Allocated files are ones that can be viewed through the file system and whose contents under normal circumstances will not be inadvertently overwritten by the operating system. The word allocated refers to the disk sectors in which the file’s content is stored, which are dedicated to this particular file and cannot be assigned to others. Many digital forensics tools allow the examiner to see allocated files present in a disk image without having to use the computer’s native operating system, which maintains forensic integrity of the evidence.
One of the major technical digital forensics innovations of the past 15 years has been approaches for recovering a file after it is deleted. These files are not simply in a computer’s “trash can” or “recycle bin,” but have been removed by emptying the trash. File names can be hidden, and the storage associated with the files is deallocated. But a file’s contents sometimes can remain on the hard drive, in memory, or on external media, even though the metadata that could be used to locate it are lost. Recovering these kinds of data requires a technique called file carving, invented around 1999 by independent security researcher Dan Farmer, and now widely used.
The first file carvers took advantage of the fact that many file types contain characteristic sequences of bytes at the beginning and end of each file. Such sequences are called file headers and footers. The file carver scans the disk image for these headers and footers. When ones are found, the two sequences of bytes and all of the data between them are saved in a new file.
Modern carvers can validate the data that they are carving (for example, to make sure that the bytes between the JPEG header and footer can be actually displayed as a digital photograph) and can even reassemble files that are broken into multiple pieces. Such fragment recovery carving is computationally challenging because the number of ways that fragments can be realigned; the result is a combinatorial explosion as the size of the media increases. Missing fragments further complicate the problem.
Closely related to file carving is the problem of reconstructing compressed data. Compression is a technique that is widely used on computer systems to squeeze data so that it takes up less space. The technique exploits redundancy; for example, if asked to compress the character sequence “humble humbleness,” a computer might replace the six characters of the second instance of “humble” with a pointer to the first occurrence. English text typically compresses to one-sixth its original size.
Text must be compressed with lossless algorithms, programs that faithfully restore the original text when the data are decompressed. However, photographs and videos are typically compressed with lossy systems that exploit deficiencies in the human perceptual system. For example, a few dozen pixels of slightly different colors might be replaced by a single rectangle of uniform hue. The resulting savings can be immense. Without compression an hour of full-screen video might require 99 gigabytes but with compression the same video might take up only 500 megabytes—roughly 1/200th the original size.
The primary challenge posed by compression is recovering data when the compressed file is corrupted or partially missing.
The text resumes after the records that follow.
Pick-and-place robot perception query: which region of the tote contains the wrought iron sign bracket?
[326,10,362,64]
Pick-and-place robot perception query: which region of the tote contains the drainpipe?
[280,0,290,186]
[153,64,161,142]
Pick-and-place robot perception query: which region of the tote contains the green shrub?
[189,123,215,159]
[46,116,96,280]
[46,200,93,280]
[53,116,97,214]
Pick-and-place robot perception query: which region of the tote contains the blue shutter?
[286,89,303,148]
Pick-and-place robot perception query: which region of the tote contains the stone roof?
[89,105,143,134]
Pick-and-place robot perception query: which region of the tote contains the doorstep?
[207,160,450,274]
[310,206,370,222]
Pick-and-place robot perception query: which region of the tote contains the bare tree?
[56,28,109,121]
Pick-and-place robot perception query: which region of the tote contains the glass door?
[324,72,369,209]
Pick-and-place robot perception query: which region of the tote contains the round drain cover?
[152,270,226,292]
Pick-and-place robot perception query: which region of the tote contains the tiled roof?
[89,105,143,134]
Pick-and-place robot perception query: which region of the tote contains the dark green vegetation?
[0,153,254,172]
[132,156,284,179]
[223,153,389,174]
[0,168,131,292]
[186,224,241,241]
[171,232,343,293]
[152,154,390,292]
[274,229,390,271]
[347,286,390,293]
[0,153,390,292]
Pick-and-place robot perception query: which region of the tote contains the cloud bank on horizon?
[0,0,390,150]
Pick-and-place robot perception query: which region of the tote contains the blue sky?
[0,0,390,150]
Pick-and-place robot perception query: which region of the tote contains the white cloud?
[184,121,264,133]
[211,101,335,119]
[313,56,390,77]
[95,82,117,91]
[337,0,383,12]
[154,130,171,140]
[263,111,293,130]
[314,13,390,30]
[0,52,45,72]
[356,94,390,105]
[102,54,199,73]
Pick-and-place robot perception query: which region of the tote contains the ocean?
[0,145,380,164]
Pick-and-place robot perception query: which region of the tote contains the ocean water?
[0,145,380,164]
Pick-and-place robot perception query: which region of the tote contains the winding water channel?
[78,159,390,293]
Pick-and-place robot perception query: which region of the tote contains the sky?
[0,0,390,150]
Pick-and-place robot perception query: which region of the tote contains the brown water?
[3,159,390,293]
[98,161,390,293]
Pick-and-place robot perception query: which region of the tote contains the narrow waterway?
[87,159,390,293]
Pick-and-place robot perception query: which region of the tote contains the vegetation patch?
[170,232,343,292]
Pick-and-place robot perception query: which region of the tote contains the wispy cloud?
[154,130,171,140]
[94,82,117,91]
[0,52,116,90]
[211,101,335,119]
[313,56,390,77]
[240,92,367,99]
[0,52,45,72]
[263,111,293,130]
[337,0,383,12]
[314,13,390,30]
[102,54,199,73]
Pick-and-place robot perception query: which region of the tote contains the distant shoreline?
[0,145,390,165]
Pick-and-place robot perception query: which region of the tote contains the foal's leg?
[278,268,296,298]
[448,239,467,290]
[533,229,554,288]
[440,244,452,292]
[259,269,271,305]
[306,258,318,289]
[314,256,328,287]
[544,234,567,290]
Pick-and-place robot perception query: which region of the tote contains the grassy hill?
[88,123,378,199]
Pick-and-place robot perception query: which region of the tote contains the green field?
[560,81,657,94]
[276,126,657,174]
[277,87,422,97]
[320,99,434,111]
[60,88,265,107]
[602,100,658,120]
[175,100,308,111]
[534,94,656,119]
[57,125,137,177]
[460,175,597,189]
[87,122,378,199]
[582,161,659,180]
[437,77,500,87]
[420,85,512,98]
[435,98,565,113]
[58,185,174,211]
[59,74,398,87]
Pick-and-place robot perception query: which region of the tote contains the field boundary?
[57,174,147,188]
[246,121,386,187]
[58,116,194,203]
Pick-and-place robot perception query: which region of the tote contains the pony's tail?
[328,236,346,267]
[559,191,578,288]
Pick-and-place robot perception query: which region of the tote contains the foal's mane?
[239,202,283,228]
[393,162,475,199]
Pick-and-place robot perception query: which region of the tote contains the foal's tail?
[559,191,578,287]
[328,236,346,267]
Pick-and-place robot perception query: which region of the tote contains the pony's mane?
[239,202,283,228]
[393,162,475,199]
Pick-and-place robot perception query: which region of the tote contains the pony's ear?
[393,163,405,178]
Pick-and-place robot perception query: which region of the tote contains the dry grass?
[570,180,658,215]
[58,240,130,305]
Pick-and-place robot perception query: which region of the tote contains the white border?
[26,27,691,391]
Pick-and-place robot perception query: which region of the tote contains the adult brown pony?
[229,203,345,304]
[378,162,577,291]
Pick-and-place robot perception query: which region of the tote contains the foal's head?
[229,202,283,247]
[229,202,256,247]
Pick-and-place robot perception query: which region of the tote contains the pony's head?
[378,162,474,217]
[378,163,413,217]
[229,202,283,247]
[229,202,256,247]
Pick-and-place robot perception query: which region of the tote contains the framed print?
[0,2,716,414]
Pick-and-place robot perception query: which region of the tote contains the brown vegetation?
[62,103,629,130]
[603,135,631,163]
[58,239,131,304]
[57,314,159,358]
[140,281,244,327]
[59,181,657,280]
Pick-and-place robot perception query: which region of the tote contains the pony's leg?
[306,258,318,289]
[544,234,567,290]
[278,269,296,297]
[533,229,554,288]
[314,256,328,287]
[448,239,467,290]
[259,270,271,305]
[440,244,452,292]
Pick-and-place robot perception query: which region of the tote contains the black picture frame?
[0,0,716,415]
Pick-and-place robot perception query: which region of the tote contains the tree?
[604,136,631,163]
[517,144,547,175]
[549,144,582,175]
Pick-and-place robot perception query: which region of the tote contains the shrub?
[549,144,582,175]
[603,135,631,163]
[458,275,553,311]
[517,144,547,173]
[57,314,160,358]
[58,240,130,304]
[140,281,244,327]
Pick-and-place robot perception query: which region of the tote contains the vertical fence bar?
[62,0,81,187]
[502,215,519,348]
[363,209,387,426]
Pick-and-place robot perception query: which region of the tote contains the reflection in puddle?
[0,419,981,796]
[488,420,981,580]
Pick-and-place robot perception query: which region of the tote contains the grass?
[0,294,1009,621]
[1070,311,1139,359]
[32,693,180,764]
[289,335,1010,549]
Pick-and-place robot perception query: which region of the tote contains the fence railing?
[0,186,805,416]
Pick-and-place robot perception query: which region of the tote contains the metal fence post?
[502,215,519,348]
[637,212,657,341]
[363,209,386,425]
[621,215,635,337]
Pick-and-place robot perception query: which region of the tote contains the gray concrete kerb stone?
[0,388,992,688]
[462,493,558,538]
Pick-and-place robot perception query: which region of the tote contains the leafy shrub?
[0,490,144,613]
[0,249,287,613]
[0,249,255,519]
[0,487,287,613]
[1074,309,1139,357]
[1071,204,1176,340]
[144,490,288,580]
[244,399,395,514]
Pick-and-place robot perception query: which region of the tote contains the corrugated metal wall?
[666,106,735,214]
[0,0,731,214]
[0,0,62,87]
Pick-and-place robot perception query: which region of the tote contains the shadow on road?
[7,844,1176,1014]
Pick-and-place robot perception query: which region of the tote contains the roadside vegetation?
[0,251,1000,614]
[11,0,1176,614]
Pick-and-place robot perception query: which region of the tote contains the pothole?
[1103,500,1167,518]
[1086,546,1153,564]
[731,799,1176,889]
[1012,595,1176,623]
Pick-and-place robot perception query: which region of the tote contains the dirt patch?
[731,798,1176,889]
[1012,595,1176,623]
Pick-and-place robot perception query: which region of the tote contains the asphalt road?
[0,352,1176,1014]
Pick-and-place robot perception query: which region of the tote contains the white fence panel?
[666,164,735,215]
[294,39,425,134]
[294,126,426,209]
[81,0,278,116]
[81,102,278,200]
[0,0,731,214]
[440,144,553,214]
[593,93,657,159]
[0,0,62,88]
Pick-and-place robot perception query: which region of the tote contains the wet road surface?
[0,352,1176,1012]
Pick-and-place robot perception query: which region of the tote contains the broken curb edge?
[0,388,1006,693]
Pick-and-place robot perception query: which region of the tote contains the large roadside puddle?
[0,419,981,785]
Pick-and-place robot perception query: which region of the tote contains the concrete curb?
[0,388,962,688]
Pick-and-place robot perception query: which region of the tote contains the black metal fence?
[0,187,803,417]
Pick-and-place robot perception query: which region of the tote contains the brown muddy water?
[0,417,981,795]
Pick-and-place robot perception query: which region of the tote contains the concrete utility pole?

Just five years ago such corruption frequently made it impossible to recover anything of use, but lately there have been dramatic advances in this area.
In 2009 Husrev Sencar of TOBB University of Economics and Technology in Turkey and Nasir Memon of the Polytechnic Institute of New York University developed an approach that can show a fragment of a JPEG digital photograph even if the beginning and end of the file are missing. In 2011 Ralf Brown of Carnegie Mellon University developed an approach for recovering data from fragments of files compressed with the common ZIP or DEFLATE algorithms, even when critical information needed for reassembly is missing. Brown’s approach creates a model of the many different ways that a document might be decompressed based on the underlying mathematics of compression, and then chooses between the different possible documents based on a second model of the human language in which the document is written (see figure at right).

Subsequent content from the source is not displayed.